ИШЬ

ОСКОРБЛЕНИЕ ВЕЛИЧЕСТВА

как русские люди царей обижали
Статья впервые опубликована в журнале «Суд идёт» от 1926 года

Коллаж: Ванесса Гаврилова специально для журнала ИШЬ
Только лица, причастные к судебной деятельности, и те, которые при царизме привлекались по знаменитой «246-ой» – знают, конечно, что означает эта статья Уголовного Уложения. Со времён судебных реформ и до Февральской революции по 246 ст. привлекались лица, уличённые в оскорбительных выражениях, направленных против «священной особы государя императора».

Привлечённого по этой статье немедленно брали под надзор полиции, либо арестовывали, либо требовали подписку о невыезде... Затем начиналась мучительная судебная волокита, длившаяся месяцы, а иногда и годы.

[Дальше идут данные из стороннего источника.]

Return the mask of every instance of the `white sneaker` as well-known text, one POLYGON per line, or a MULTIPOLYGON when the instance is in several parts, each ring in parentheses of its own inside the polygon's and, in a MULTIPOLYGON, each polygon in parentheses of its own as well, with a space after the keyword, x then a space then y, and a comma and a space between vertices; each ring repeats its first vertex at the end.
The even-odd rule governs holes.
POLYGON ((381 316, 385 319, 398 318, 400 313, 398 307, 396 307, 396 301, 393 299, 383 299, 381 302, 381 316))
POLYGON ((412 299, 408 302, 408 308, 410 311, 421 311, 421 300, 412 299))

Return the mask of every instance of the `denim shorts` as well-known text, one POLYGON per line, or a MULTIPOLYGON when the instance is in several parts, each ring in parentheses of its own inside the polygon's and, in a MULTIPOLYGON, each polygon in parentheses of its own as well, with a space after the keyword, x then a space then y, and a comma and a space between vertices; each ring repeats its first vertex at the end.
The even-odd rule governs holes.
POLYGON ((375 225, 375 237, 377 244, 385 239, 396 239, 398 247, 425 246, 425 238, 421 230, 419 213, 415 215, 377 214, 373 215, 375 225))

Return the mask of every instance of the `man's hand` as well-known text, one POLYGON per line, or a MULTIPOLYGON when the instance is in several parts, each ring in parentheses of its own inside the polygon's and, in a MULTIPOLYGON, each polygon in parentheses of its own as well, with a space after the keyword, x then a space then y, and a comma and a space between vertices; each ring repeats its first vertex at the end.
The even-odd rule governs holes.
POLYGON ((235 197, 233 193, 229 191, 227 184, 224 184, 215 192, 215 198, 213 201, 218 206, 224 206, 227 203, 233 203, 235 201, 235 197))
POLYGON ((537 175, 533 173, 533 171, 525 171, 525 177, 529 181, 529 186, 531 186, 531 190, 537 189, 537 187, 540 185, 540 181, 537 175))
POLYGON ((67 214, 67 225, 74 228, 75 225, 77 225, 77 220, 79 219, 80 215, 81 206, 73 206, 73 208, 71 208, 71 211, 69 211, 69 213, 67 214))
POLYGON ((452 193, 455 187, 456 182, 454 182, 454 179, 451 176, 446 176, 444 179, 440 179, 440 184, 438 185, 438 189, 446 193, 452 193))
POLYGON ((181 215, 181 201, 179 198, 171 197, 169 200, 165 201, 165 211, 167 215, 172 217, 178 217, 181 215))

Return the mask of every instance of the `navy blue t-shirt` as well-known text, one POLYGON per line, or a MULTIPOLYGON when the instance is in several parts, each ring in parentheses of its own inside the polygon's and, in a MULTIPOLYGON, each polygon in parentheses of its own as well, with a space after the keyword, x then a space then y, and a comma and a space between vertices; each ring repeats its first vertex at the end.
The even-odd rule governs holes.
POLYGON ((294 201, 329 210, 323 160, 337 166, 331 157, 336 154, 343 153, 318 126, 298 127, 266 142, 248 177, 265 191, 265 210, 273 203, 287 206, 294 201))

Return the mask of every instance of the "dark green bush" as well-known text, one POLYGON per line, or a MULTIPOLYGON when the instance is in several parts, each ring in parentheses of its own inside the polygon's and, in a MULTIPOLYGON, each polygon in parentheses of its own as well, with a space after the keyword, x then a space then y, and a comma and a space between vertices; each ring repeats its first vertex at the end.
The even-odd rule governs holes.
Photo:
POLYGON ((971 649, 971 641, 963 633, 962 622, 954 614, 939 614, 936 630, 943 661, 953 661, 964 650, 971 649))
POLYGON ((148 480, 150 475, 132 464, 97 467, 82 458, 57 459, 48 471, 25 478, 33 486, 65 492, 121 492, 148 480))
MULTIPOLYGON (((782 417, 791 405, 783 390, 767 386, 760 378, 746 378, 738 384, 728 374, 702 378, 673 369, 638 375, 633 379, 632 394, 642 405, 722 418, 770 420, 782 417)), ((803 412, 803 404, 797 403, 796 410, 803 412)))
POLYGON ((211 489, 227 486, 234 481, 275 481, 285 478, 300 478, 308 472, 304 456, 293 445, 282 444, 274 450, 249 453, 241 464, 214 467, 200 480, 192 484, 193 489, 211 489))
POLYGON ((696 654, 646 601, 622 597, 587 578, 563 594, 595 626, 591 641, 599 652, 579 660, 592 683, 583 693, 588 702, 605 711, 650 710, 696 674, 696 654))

Здесь мы укажем, на что царская юстиция тратила время и средства и для чего она «ставила на ноги» урядника, прокурора, губернатора, департамент полиции, товарища министра и, наконец, самого министра юстиции: для того только, чтобы упечь подальше лицо, осмелившееся оскорблять на словах «священную особу его величества»... Шифрованные депеши и спешные секретные бумаги летели из одного конца России в другой, папки «разбухали» до невероятных размеров, а в конце концов, за отсутствием «состава преступления» дело прекращалось.

Старые пыльные папки Уголовного Отделения Министерства Юстиции рассказывают нам много курьёзов об этой пресловутой 246-ой статье.

Предоставим слово пыльным бумагам и увидим, по каким ничтожным поводам и на основании каких глупейших данных создавались эти дела «об оскорблении на словах имени священной особы государя императора»...
дело о том, кого
чорт забрал
Дело значится под №269 по Угол. Отд. Мин. Юстиции – о крестьянине Михаиле Шубе (начато 18 апреля 1890 г., кончено 9 сентября того же года).

Прокурор Симферопольского Окружного Суда секретно пишет:

Господину Прокурору Одесской Судебной Палаты.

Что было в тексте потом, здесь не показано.